I will now briefly describe two strategies for release branching: branch by release and branch by purpose, of which I advocate the latter. Partly because it works well with agile development. Feel free to disagree and convince me why some other strategy is better :-) Both models work in conjunction with other temporary branches, and a branching strategy needs to describe these types as well to be complete. However, I will not cover that here.
Branch by Release
In this model, a new branch is created for the next release (see figure below) while the parent branch follows the lifecycle of the current release. Development continues in the new branch, while the old branch contains the released version. This means developers need to switch branch when a new version of the software is released.
When a maintenance release is required, bugs are fixed in the branch belonging to the release in question. These fixes then need to be propagated to subsequent branches.
Another important point is that all checked out code needs to be committed before the codebase is branched off – otherwise developers risk committing code to a branch that has changed purpose and is now staging area for a release. (This is because you have to commit code to the branch from where it was checked out.) Not very user friendly in my opinion.
Branch by Purpose
With this model, the purpose of a branch never changes. Instead a new branch is created to host changed requirements (see figure below).

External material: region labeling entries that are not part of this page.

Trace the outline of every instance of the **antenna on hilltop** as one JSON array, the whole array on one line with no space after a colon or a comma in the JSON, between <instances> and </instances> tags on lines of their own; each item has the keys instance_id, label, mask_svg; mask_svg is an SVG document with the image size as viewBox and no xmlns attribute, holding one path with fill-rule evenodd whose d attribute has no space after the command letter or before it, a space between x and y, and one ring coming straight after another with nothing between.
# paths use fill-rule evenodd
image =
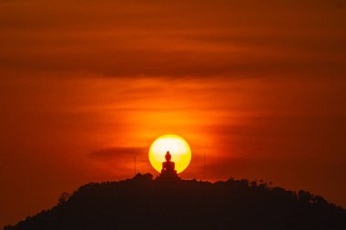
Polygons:
<instances>
[{"instance_id":1,"label":"antenna on hilltop","mask_svg":"<svg viewBox=\"0 0 346 230\"><path fill-rule=\"evenodd\" d=\"M203 179L206 180L206 150L203 153Z\"/></svg>"},{"instance_id":2,"label":"antenna on hilltop","mask_svg":"<svg viewBox=\"0 0 346 230\"><path fill-rule=\"evenodd\" d=\"M134 162L134 166L135 166L135 175L136 175L136 174L137 174L137 168L136 168L136 155L135 155L135 156L133 157L133 162Z\"/></svg>"}]
</instances>

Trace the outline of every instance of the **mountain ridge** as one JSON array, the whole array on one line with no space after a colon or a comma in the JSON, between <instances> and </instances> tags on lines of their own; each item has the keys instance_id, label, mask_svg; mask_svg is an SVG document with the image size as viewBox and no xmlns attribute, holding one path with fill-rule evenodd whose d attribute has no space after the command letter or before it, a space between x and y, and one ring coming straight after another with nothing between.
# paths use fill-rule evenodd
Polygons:
<instances>
[{"instance_id":1,"label":"mountain ridge","mask_svg":"<svg viewBox=\"0 0 346 230\"><path fill-rule=\"evenodd\" d=\"M346 210L320 195L249 180L89 183L4 230L346 229Z\"/></svg>"}]
</instances>

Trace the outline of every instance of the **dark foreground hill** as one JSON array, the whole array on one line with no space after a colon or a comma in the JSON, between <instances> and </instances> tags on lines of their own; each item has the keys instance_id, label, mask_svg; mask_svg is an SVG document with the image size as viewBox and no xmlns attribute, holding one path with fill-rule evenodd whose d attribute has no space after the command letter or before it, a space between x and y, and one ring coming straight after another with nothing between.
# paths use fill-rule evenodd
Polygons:
<instances>
[{"instance_id":1,"label":"dark foreground hill","mask_svg":"<svg viewBox=\"0 0 346 230\"><path fill-rule=\"evenodd\" d=\"M5 229L346 229L322 197L247 180L90 183L51 210Z\"/></svg>"}]
</instances>

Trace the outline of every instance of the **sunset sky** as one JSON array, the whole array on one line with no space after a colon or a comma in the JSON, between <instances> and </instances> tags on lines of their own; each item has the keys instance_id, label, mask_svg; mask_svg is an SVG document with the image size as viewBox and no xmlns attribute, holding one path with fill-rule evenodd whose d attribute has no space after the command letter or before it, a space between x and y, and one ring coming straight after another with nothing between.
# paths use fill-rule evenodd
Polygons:
<instances>
[{"instance_id":1,"label":"sunset sky","mask_svg":"<svg viewBox=\"0 0 346 230\"><path fill-rule=\"evenodd\" d=\"M0 226L88 182L264 179L346 207L344 0L0 1Z\"/></svg>"}]
</instances>

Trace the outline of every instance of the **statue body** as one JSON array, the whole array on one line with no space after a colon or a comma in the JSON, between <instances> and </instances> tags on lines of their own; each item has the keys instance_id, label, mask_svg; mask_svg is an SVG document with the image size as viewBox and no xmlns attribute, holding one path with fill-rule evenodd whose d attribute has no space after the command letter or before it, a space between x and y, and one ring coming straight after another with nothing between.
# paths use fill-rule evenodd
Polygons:
<instances>
[{"instance_id":1,"label":"statue body","mask_svg":"<svg viewBox=\"0 0 346 230\"><path fill-rule=\"evenodd\" d=\"M177 179L177 178L179 178L178 176L177 170L175 170L176 165L174 164L174 162L170 161L172 156L169 154L169 151L167 151L165 158L166 158L166 162L162 163L162 170L161 170L161 174L159 175L159 178L160 179Z\"/></svg>"}]
</instances>

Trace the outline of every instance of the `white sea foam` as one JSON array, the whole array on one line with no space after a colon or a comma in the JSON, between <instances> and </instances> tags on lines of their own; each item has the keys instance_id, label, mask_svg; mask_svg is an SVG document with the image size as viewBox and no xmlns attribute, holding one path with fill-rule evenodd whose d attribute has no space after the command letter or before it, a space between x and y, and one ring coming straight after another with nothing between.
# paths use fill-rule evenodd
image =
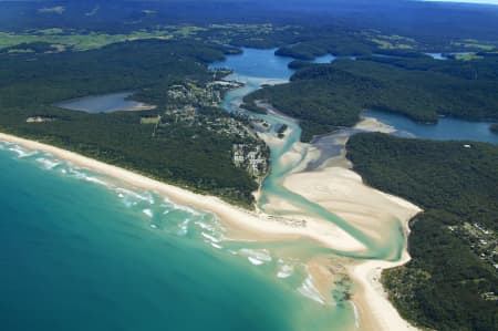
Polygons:
<instances>
[{"instance_id":1,"label":"white sea foam","mask_svg":"<svg viewBox=\"0 0 498 331\"><path fill-rule=\"evenodd\" d=\"M176 232L178 236L186 236L188 234L188 224L190 223L190 218L184 220L178 227L179 230Z\"/></svg>"},{"instance_id":2,"label":"white sea foam","mask_svg":"<svg viewBox=\"0 0 498 331\"><path fill-rule=\"evenodd\" d=\"M151 209L144 209L144 210L142 210L142 213L144 213L145 215L147 215L149 218L153 218L154 217L154 214L153 214L153 211L151 210Z\"/></svg>"},{"instance_id":3,"label":"white sea foam","mask_svg":"<svg viewBox=\"0 0 498 331\"><path fill-rule=\"evenodd\" d=\"M98 185L103 185L103 186L108 186L108 184L105 183L104 180L95 178L95 177L92 177L92 176L84 176L83 179L85 179L86 182L90 182L90 183L94 183L94 184L98 184Z\"/></svg>"},{"instance_id":4,"label":"white sea foam","mask_svg":"<svg viewBox=\"0 0 498 331\"><path fill-rule=\"evenodd\" d=\"M249 260L249 262L251 262L255 266L260 266L260 265L264 263L264 261L258 260L253 257L247 257L247 259Z\"/></svg>"},{"instance_id":5,"label":"white sea foam","mask_svg":"<svg viewBox=\"0 0 498 331\"><path fill-rule=\"evenodd\" d=\"M308 275L304 282L301 285L301 287L298 289L298 291L303 294L307 298L310 298L311 300L314 300L321 304L324 304L325 301L322 298L322 294L320 291L314 287L313 278L311 275Z\"/></svg>"},{"instance_id":6,"label":"white sea foam","mask_svg":"<svg viewBox=\"0 0 498 331\"><path fill-rule=\"evenodd\" d=\"M204 238L206 238L206 239L208 239L209 241L211 241L211 242L219 242L219 239L215 238L215 237L211 236L211 235L208 235L208 234L206 234L206 232L200 232L200 235L201 235Z\"/></svg>"},{"instance_id":7,"label":"white sea foam","mask_svg":"<svg viewBox=\"0 0 498 331\"><path fill-rule=\"evenodd\" d=\"M290 265L282 265L280 267L279 272L277 273L278 278L288 278L292 275L292 272L294 271L294 267L290 266Z\"/></svg>"},{"instance_id":8,"label":"white sea foam","mask_svg":"<svg viewBox=\"0 0 498 331\"><path fill-rule=\"evenodd\" d=\"M353 301L351 301L351 304L353 306L354 312L354 325L356 327L356 329L360 329L360 313L357 312L357 307Z\"/></svg>"},{"instance_id":9,"label":"white sea foam","mask_svg":"<svg viewBox=\"0 0 498 331\"><path fill-rule=\"evenodd\" d=\"M217 248L217 249L221 249L222 248L221 246L219 246L218 244L215 244L215 242L211 242L211 246Z\"/></svg>"},{"instance_id":10,"label":"white sea foam","mask_svg":"<svg viewBox=\"0 0 498 331\"><path fill-rule=\"evenodd\" d=\"M28 157L38 154L37 151L25 151L18 145L13 145L12 147L9 147L9 151L14 152L18 154L18 157Z\"/></svg>"},{"instance_id":11,"label":"white sea foam","mask_svg":"<svg viewBox=\"0 0 498 331\"><path fill-rule=\"evenodd\" d=\"M42 166L48 170L53 169L54 167L61 164L60 162L48 159L44 157L38 157L37 162L42 164Z\"/></svg>"},{"instance_id":12,"label":"white sea foam","mask_svg":"<svg viewBox=\"0 0 498 331\"><path fill-rule=\"evenodd\" d=\"M248 249L242 248L239 254L247 257L247 259L255 266L262 265L264 262L271 262L271 256L267 249Z\"/></svg>"}]
</instances>

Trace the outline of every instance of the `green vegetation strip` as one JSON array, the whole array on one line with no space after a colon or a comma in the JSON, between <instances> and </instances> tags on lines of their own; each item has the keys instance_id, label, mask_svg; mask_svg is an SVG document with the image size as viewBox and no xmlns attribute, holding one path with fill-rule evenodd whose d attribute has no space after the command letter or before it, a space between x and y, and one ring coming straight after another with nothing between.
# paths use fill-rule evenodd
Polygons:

One of the big advantages of this strategy is that normal development is always done in the master branch (trunk). This makes life easy for developers. It also works very well with continuous integration. Martin Fowler again:
In particular have a mainline: a single branch of the project currently under development. Pretty much everyone should work off this mainline most of the time. (Reasonable branches are bug fixes of prior production releases and temporary experiments.)

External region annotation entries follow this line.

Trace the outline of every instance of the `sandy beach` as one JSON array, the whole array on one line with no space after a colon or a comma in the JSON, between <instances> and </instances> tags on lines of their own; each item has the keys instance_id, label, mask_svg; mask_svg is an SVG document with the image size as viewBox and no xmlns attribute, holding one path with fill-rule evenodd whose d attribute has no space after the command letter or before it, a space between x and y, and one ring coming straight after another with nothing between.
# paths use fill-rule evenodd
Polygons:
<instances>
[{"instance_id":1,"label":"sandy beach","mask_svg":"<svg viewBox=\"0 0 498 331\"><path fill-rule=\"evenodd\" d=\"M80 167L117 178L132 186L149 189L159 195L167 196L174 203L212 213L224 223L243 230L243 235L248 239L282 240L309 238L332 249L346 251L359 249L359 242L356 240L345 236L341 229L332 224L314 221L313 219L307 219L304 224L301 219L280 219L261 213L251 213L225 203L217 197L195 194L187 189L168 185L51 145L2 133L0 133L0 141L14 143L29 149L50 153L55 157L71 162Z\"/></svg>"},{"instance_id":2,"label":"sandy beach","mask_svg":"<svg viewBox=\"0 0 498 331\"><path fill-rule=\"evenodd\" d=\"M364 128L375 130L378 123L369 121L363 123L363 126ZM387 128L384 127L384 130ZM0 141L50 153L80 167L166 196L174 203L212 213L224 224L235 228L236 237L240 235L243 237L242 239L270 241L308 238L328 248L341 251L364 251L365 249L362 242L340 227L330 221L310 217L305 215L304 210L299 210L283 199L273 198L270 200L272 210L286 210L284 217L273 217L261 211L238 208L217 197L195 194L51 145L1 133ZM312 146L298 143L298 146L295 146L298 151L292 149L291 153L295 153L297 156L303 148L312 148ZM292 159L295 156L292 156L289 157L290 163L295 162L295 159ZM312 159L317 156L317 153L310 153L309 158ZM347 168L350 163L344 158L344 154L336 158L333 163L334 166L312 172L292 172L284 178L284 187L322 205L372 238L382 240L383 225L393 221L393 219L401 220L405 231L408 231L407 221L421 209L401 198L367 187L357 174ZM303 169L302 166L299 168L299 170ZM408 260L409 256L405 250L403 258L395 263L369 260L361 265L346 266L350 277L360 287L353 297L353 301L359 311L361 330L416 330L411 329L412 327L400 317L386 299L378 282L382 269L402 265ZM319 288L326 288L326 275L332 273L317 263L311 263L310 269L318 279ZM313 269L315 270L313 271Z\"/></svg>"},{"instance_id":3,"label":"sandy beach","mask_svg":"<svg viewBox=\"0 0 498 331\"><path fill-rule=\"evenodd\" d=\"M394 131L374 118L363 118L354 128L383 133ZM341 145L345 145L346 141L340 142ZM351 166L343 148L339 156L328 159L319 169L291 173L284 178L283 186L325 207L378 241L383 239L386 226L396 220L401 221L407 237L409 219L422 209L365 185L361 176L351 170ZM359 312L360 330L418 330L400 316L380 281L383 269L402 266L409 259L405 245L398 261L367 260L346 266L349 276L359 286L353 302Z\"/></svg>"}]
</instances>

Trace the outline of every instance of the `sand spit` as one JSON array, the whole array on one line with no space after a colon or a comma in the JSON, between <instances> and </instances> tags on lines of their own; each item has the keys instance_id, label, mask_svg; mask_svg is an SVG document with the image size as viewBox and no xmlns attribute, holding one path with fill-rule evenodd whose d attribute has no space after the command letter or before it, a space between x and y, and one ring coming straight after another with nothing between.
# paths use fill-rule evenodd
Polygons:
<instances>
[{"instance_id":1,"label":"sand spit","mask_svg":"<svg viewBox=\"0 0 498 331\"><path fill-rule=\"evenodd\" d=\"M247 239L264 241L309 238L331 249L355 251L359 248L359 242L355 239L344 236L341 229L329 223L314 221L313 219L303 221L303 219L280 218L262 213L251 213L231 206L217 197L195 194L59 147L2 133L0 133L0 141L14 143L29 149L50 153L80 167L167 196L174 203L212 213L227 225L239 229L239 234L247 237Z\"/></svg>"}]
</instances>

When using branch by purpose, it may be necessary to introduce a feature freeze period during which no new functionality is added. Only fixes and unfinished work are done after this point. When the code is deemed ready for release a branch is created and handed over to release management.
To support parallel development, a bridge branch may be created where teams can start working on the next release (see figure below).

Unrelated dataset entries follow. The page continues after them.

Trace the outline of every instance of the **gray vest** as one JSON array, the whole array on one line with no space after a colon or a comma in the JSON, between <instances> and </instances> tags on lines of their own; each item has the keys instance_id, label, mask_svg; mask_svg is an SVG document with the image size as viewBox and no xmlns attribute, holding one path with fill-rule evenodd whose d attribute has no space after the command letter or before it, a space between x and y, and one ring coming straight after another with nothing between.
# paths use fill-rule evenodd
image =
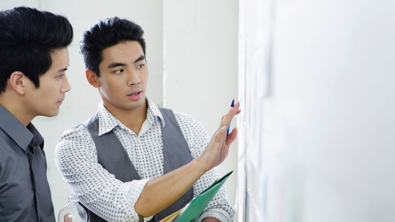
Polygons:
<instances>
[{"instance_id":1,"label":"gray vest","mask_svg":"<svg viewBox=\"0 0 395 222\"><path fill-rule=\"evenodd\" d=\"M165 174L190 162L192 156L173 111L159 108L166 123L164 127L160 121L163 137L163 174ZM90 133L96 146L98 163L110 173L113 174L115 178L124 182L141 179L114 132L111 130L99 136L98 120L96 113L81 125L87 127ZM183 207L192 199L193 195L191 187L174 203L155 214L150 221L157 222ZM106 221L81 205L87 211L88 222Z\"/></svg>"}]
</instances>

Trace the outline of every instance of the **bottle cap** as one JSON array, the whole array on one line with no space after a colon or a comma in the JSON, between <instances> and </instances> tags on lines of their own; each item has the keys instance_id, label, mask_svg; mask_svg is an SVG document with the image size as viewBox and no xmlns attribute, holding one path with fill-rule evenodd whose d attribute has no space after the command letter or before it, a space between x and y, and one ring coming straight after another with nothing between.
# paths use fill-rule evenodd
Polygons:
<instances>
[{"instance_id":1,"label":"bottle cap","mask_svg":"<svg viewBox=\"0 0 395 222\"><path fill-rule=\"evenodd\" d=\"M79 199L78 198L78 195L77 194L69 194L69 196L67 198L68 202L78 202Z\"/></svg>"}]
</instances>

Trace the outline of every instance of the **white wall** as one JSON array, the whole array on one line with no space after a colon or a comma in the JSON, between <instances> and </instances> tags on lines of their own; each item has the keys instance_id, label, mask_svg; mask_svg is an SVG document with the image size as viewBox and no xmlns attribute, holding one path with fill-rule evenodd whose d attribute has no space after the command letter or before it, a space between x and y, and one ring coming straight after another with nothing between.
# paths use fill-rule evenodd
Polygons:
<instances>
[{"instance_id":1,"label":"white wall","mask_svg":"<svg viewBox=\"0 0 395 222\"><path fill-rule=\"evenodd\" d=\"M139 24L145 32L150 77L147 95L159 105L163 104L163 2L159 0L60 1L16 0L2 2L4 10L25 5L66 15L74 29L69 48L70 66L66 72L71 86L56 117L38 117L32 121L44 138L48 163L47 176L51 188L55 214L66 203L71 193L55 164L55 151L64 131L87 119L94 113L100 100L98 92L87 82L82 55L79 53L81 34L96 21L117 16L127 17Z\"/></svg>"},{"instance_id":2,"label":"white wall","mask_svg":"<svg viewBox=\"0 0 395 222\"><path fill-rule=\"evenodd\" d=\"M267 64L247 43L246 107L261 120L246 143L261 145L245 147L246 221L395 220L395 2L271 2L268 94L251 93ZM246 41L264 52L269 34L248 18L265 9L249 7Z\"/></svg>"},{"instance_id":3,"label":"white wall","mask_svg":"<svg viewBox=\"0 0 395 222\"><path fill-rule=\"evenodd\" d=\"M165 105L197 119L212 135L237 93L238 1L167 0L164 5ZM236 122L232 123L236 126ZM218 167L235 203L237 144Z\"/></svg>"}]
</instances>

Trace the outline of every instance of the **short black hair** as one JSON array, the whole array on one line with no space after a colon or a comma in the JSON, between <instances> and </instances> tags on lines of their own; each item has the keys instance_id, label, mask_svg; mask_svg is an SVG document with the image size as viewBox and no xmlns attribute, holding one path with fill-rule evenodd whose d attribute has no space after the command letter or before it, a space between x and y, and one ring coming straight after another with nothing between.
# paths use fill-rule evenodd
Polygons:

Another solution is to branch off immediately when all features are done. This, however, somewhat breaks the branch by purpose paradigm, as it means fixes that could be considered part of normal development are carried out in the release candidate branch. If there are a lot of fixes initially, this also means a lot of merging back down to the master branch (see figure below).
Mastering version control management is important to successfully develop code together. Outlining how to manage branches – and choosing a strategy that aids users and facilitates parallel development – becomes increasingly important as a project’s complexity grows.
Finally, branch by purpose is a great model that fulfills the requirements mentioned. Normal development is always done in the same branch. Parallel development is supported across release cycles.
And remember, merge often and merge well! Don’t create branches unless you are willing to maintain them.